Replace ps_car_11_cat with encoded value

target_encode 함수를 이용하여, ps_car_11_cat의 값을 바꿔줍니다

train_encoded, test_encoded = target_encode(trainset["ps_car_11_cat"], 
                             testset["ps_car_11_cat"], 
                             target=trainset.target, 
                             min_samples_leaf=100,
                             smoothing=10,
                             noise_level=0.01)

trainset["ps_car_11_cat_te"] = train_encoded
trainset.drop("ps_car_11_cat", axis=1, inplace=True)
metadata.loc["ps_car_11_cat", "preserve"] = False
testset["ps_car_11_cat_te"] = test_encoded
testset.drop("ps_car_11_cat", axis=1, inplace=True)

Balance target variable

target 칼럼의 데이터는 매우 불균형합니다. 이러한 경우, target=0을 undersampling하거나 target=1을 oversampling하여 개선할 수 있습니다. 여기선 train set가 매우 크기 때문에 undersampling을 해줍니다.

desired_apriori = 0.1

idx_0 = trainset[trainset.target == 0].index
idx_1 = trainset[trainset.target == 1].index

nb_0 = len(trainset.loc[idx_0])
nb_1 = len(trainset.loc[idx_1])

undersampling_rate = ((1-desired_apriori) * nb_1) / (nb_0 * desired_apriori)
undersampled_nb_0 = int(undersampling_rate * nb_0)
print('Rate to undersample records with target=0: {}'.format(undersampling_rate))
print('Number of records with target=0 after undersampling: {}'.format(undersampled_nb_0))

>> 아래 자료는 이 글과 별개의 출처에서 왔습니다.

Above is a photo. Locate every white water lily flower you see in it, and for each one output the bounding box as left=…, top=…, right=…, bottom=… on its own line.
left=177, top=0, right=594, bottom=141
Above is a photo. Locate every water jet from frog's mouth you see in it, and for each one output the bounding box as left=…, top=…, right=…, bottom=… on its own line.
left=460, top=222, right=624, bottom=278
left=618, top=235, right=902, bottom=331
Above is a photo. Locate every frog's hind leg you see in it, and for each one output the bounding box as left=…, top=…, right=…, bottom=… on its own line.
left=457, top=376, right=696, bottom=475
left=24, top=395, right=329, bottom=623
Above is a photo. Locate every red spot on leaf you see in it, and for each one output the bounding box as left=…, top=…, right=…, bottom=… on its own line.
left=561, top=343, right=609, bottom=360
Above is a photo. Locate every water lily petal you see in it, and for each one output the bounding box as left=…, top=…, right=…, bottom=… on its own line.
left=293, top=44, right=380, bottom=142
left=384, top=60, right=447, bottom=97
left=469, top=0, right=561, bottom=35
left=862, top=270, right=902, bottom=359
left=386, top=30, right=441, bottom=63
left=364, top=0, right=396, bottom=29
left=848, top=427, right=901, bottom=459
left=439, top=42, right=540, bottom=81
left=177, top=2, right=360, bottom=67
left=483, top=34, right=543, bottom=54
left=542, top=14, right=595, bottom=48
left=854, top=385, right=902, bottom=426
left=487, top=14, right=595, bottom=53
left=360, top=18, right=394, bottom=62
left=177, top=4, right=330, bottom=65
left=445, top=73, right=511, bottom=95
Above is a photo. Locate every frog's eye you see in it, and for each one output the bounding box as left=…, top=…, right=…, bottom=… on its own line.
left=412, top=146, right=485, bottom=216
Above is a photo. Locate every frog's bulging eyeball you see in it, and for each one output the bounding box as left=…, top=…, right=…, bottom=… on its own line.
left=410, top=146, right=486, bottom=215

# 언더샘플링한 개수만큼 target=0인 데이터를 랜덤으로 선택
undersampled_idx = shuffle(idx_0, random_state=314, n_samples=undersampled_nb_0)

idx_list = list(undersampled_idx) + list(idx_1)

trainset = trainset.loc[idx_list].reset_index(drop=True)
Rate to undersample records with target=0: 0.34043569687437886
Number of records with target=0 after undersampling: 195246

Replace -1 values with NaN

trainset = trainset.replace(-1, np.nan)
testset = testset.replace(-1, np.nan)

Dummify cat values

categorical (cat) 칼럼의 값들은 가변수화 해준다.

cat_features = [a for a in trainset.columns if a.endswith("cat")]

for column in cat_features:
    temp = pd.get_dummies(pd.Series(trainset[column]))
    trainset = pd.concat([trainset, temp], axis=1)
    trainset = trainset.drop([column], axis=1)
    
for column in cat_features:
    temp = pd.get_dummies(pd.Series(testset[column]))
    testset = pd.concat([testset, temp], axis=1)
    testset = testset.drop([column], axis=1)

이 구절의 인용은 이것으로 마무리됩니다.